@Warped Mindless,
I noticed your absence! Good to see you back.
Like
@Skills said, the economy is absolute garbage right now.
Every business owner I know is complaining about falling sales. I'm in a marketing group where just a few months ago the head guy put together a special "intervention" webinar because he said he had so many people telling him "No one is buying anything right now!" I had a guy telling me about a coaching business where "the coaches are crying because no one is signing up for coaching anymore." If you go on Reddit there are constant threads about how atrocious the real economy is -- wages getting slashed, nobody hiring, Harvard grads needing a year+ to get hired, prices of everything exploding.
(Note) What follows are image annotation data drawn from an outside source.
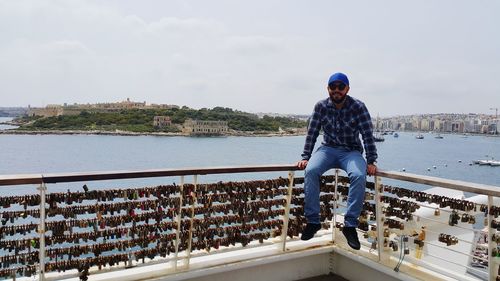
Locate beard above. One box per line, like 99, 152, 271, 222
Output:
330, 94, 347, 104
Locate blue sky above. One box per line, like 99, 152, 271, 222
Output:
0, 0, 500, 116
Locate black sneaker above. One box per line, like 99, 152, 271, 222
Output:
342, 226, 361, 250
300, 223, 321, 241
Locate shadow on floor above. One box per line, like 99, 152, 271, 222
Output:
299, 274, 349, 281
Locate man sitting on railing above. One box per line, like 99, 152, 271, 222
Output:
297, 73, 377, 250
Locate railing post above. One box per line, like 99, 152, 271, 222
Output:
375, 176, 386, 262
186, 175, 198, 267
281, 171, 295, 252
173, 176, 184, 271
37, 183, 47, 281
487, 195, 497, 281
332, 169, 339, 242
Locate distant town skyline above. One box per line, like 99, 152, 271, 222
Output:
0, 0, 500, 117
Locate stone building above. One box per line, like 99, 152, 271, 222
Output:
182, 119, 228, 136
153, 116, 172, 128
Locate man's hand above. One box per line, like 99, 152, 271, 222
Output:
366, 164, 377, 176
297, 160, 309, 170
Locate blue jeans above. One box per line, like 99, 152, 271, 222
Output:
304, 145, 366, 227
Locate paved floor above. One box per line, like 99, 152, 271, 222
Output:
299, 274, 349, 281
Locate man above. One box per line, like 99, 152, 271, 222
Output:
297, 73, 377, 250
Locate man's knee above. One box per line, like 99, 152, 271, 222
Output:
349, 168, 366, 182
304, 165, 323, 177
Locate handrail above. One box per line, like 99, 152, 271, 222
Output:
377, 171, 500, 197
0, 164, 500, 197
0, 164, 298, 186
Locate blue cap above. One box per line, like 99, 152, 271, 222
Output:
328, 72, 349, 86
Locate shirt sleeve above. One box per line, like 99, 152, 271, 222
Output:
302, 102, 321, 160
359, 104, 378, 164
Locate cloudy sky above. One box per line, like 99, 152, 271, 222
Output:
0, 0, 500, 116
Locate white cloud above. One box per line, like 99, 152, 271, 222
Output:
0, 0, 500, 116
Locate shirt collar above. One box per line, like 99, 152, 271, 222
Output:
326, 95, 352, 110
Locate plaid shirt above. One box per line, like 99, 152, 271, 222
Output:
302, 96, 377, 164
People who do contract work for us have been asking for more work, because we've been giving them less work, and a bunch of their other clients have disappeared altogether. All I can say is, "We'll have more work for you when things pick up again. Sorry."
Bet you 10 bucks your startup backers who pulled out just used your legal trouble as an excuse.
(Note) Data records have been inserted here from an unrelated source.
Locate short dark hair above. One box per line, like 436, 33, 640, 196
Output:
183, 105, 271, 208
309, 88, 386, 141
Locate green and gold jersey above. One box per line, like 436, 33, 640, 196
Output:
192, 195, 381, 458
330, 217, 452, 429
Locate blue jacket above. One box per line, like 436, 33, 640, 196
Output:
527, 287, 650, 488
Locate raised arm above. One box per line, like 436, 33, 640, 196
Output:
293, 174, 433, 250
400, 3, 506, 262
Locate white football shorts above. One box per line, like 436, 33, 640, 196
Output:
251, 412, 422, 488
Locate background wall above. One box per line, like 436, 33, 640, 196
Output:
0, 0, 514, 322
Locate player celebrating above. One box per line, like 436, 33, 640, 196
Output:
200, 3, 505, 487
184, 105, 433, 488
Good economy? "No problem bud, I'm sure you'll lick those charges!"
Bad economy? "On second thought, this seems like the perfect opportunity to de-risk and sit on our capital rather than betting on something to take off during a time when everything's in decline."
(the media does this whole "Economy's doing great right now! Maybe there might be a slight recession around the bend but overall it's great! Heck, unemployment is really low! Inflation is not too bad!" but they have about a bajillion funny numbers mixed in there. Most people at this point know it's pure propaganda)
You've just got to soldier through times like these. It never lasts forever. You always get a bunch of suicides at the start of a deep recession because people's expectations are so mismatched to reality, then everyone adjusts. Sooner or later things rebound.
That said, I think it also makes sense to be aware of general society / civilizational trends, economies-wise. This Ray Dalio video does a good job putting things in perspective:
All the massive inflation over the past few years came from the massive money printing they did during the lockdowns. Hopefully they'll lay off the money printer for a while and not make things worse.
...
Side note: any time I'm in a bit of a slump I like to step outside myself and say, "All right, obviously what I'm doing isn't working, otherwise I'd be excited and energetic. What am I sinking my time into right now that is not paying off, and what could I put time into instead that has potential or at least would excite me?" Then I do a little reorientation, de-prioritize the less effective stuff, ratchet up in priority whatever excites me. Helps a lot.
If the economy gets really bad, just focus on building skills for a while instead.
That's Confucius's advice: when there's no opportunity to make advances, pull back and work on yourself for a while until opportunities open up again for you to put those skills to use.